I feel like a burden. They try to understand and it doesn't work out. They get tired of me being so sensitive and negative that I think they want to just throw me in a group home and forget about me.

If no one can stand me then mabye thats just the best choice...


----------



## Der Ubermensch (Oct 30, 2012)

My parents are both dead ! So...no ?


----------



## BALROG (Sep 5, 2013)

Luna Azul said:


> In a way, I feel like I do. I feel like my parents think I'm a failure because it has taken me a while to figure out what I want to do with my life. I'm a late bloomer in a lot of ways, especially in terms of becoming independent.


I CAN TOTALLY RELATE HERE LUNA.
Maybe my case is even worse.
I'm currently 23, not studying plus unemployed.
I'm a total failure and I don't even have a clue in what tho do with my life.
I only dare to dream about being independent, but my reality is way too far from it.
I know for a fact that my parents love me, but I know for a fact that they are utterly disappointed of me. And I know also that I make their lives way so much harder than they should be.

I've always been the "bad" kid, the spoiled one, the black ship, my older sister has always been the good one, the successful one, the perfect one 

I feel like s***.


----------



## AxeDroid (Jan 11, 2013)

My mother is the only one left alive and no. I am 26 and I do mostly all of her "motherly" duties minus cooking and errands.


----------



## RelinquishedHell (Apr 10, 2012)

My parents made me this way, so I hope I am making their lives harder. I'm moving into my own apartment in a month, so I'll be out of their hair soon.


----------



## DeeperUnderstanding (May 19, 2007)

I feel I have made my mom's life a lot harder. Things were easier before I had my problems.


----------



## guitarmatt (Aug 13, 2009)

my parents both probably have SA and they are almost recluses- but they are really uptight and never want to talk about SA. Its constantly just faking happiness around them, which has become harder and harder. They pretty much deny their feelings and mine. 
I used worry that I was making their lives harder but not anymore. They aren't supportive at all and are constantly in denial about everything.


----------



## SilentLyric (Aug 20, 2012)

yes, I've made them worry more than they have to for certain reasons...


----------



## RosettaWood (Aug 22, 2013)

k8steroonis said:


> I feel like becoming the way I am has made my parents' lives so much harder. My mom's becoming so much more forgetful and I know at least part of it has to do with her stressing because I'm really not okay. I feel bad that because I feel like a failure, I've also made my parents feel that way too.


Hi,
Do not think that way instead be pessimist. While you are thinking that you are being a not so good child for your parents, why not take action to be the opposite one. You can always be what you want to be if you are willing to give up the belief that you can't.
-Rosetta


----------



## rayrae7 (Aug 26, 2013)

I feel like that all the time.

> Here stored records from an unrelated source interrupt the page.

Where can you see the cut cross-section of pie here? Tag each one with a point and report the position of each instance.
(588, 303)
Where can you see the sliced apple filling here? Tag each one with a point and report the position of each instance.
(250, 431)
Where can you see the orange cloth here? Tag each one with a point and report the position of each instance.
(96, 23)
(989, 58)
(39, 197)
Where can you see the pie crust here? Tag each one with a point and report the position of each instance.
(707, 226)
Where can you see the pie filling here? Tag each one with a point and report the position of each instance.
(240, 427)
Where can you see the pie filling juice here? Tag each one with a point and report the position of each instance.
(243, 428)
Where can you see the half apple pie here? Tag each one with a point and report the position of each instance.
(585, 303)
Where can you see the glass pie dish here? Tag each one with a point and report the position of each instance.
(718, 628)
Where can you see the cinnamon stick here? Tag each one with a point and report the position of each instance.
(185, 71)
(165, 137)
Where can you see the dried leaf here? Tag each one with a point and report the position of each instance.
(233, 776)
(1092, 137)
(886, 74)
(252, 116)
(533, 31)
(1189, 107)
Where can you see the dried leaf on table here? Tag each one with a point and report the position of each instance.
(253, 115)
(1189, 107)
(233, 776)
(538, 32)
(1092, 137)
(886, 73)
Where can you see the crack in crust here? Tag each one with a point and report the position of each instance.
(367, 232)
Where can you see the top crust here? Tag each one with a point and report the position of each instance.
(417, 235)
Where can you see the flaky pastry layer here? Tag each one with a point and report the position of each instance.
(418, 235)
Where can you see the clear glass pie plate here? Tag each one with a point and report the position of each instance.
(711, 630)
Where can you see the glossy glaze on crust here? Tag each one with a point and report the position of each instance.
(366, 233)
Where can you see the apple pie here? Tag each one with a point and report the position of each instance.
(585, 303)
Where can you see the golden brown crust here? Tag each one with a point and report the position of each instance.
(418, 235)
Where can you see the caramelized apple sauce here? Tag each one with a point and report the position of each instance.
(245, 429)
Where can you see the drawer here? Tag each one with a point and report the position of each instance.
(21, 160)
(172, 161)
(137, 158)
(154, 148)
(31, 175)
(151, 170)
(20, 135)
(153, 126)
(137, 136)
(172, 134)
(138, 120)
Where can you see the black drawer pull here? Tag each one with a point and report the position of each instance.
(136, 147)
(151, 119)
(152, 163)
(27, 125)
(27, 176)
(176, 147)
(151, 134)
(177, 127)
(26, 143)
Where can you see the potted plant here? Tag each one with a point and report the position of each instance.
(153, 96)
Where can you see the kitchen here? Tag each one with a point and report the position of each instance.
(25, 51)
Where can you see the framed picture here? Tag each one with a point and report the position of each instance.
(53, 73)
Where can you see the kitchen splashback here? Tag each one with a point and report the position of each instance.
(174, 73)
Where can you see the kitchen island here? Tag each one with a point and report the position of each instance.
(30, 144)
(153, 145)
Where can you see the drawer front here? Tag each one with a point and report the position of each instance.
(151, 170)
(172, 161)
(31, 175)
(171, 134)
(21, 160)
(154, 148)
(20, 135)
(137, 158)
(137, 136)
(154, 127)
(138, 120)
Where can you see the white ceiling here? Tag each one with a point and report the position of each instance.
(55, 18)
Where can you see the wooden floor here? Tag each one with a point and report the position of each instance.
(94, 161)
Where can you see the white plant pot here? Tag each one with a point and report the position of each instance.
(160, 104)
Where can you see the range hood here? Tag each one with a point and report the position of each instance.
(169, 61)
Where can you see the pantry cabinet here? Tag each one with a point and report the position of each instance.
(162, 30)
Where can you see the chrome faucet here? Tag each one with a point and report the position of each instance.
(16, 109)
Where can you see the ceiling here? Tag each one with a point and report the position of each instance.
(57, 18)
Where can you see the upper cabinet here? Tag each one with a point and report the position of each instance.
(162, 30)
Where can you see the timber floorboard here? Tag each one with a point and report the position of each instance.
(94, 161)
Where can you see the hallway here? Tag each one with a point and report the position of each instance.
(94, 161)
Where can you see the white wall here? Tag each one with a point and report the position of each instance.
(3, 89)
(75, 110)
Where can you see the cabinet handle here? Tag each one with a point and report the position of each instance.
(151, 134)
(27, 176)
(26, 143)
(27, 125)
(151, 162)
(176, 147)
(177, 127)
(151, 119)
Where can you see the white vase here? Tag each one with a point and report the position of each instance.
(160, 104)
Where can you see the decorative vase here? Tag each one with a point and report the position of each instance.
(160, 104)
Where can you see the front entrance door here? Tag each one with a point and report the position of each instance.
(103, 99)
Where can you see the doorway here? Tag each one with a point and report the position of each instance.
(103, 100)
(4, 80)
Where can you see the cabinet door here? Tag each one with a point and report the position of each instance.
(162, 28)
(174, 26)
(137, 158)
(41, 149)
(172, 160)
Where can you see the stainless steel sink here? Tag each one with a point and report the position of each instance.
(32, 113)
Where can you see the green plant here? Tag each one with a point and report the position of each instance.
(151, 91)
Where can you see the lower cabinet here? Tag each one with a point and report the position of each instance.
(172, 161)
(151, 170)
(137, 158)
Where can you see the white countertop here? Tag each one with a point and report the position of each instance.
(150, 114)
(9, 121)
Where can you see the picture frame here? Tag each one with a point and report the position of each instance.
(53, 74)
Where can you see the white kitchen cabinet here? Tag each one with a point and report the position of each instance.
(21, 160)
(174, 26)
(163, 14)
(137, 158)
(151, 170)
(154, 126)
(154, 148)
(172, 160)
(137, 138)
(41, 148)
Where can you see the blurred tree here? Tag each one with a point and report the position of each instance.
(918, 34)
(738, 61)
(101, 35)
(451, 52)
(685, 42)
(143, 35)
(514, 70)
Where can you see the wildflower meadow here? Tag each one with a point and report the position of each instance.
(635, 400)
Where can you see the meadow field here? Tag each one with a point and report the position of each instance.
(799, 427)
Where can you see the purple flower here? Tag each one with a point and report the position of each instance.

My mom is always really stressed too, but worst of all I sorta convinced everyone that i wanted to move because, well school sucks when you don't talk to anyone, and now basically everyone hates me. The worst part is that my brother, who i am really close to, has not made any friends or talked to anyone and i just really DON'T want him to end up like me.


----------



## patcat94 (Sep 2, 2013)

I don't think it is ever a good idea to move out before you are ready. You could end up making your life a lot harder unnecessarily, and your parent's to if you need to move back in.


----------



## Just Stardust (Sep 18, 2013)

I know I'm a failure, but I've had a lot of situational circumstances and obstacles that hindered any chance of success. As much as I help, it ends up costing me trouble and I resent her for the choices she made and it mirrors the choices I make. It festers into hate and I don't want to be that kind of person, but it's hard to let go when I am underappreciated or even blamed for the sacrifices I make. I wish I was a better person, I wish I never dissapointed people, but all I ultimaely am is a series of mistakes and memories. I don't know if she'll ever know which one of us hurts more.


----------



## pati (Aug 15, 2012)

Yes. I know I make my mom cry all the time because of my depression. They worry about me constantly. But not in the normal, "is she going to get a good job and be happy and blah blah blah" way. But the, I'm afraid-she's-going-to-jump-off-a-bridge way. It takes a toll. I feel terrible.


----------



## VeMuñeca (Sep 5, 2013)

Don't feel that way  I feel that way at times about me being in college wasting my mom's money and still unsure of what I want to do. My mom assures me that I am smart and education money is never a waste.


----------



## SmokeGem (Mar 19, 2013)

RelinquishedHell said:


> My parents made me this way, so I hope I am making their lives harder. I'm moving into my own apartment in a month, so I'll be out of their hair soon.


same


----------



## Archeron (Aug 11, 2013)

By existing,yes.
If it wasn't for me,they would be divorced and happy,not playing this charade over and over again.


----------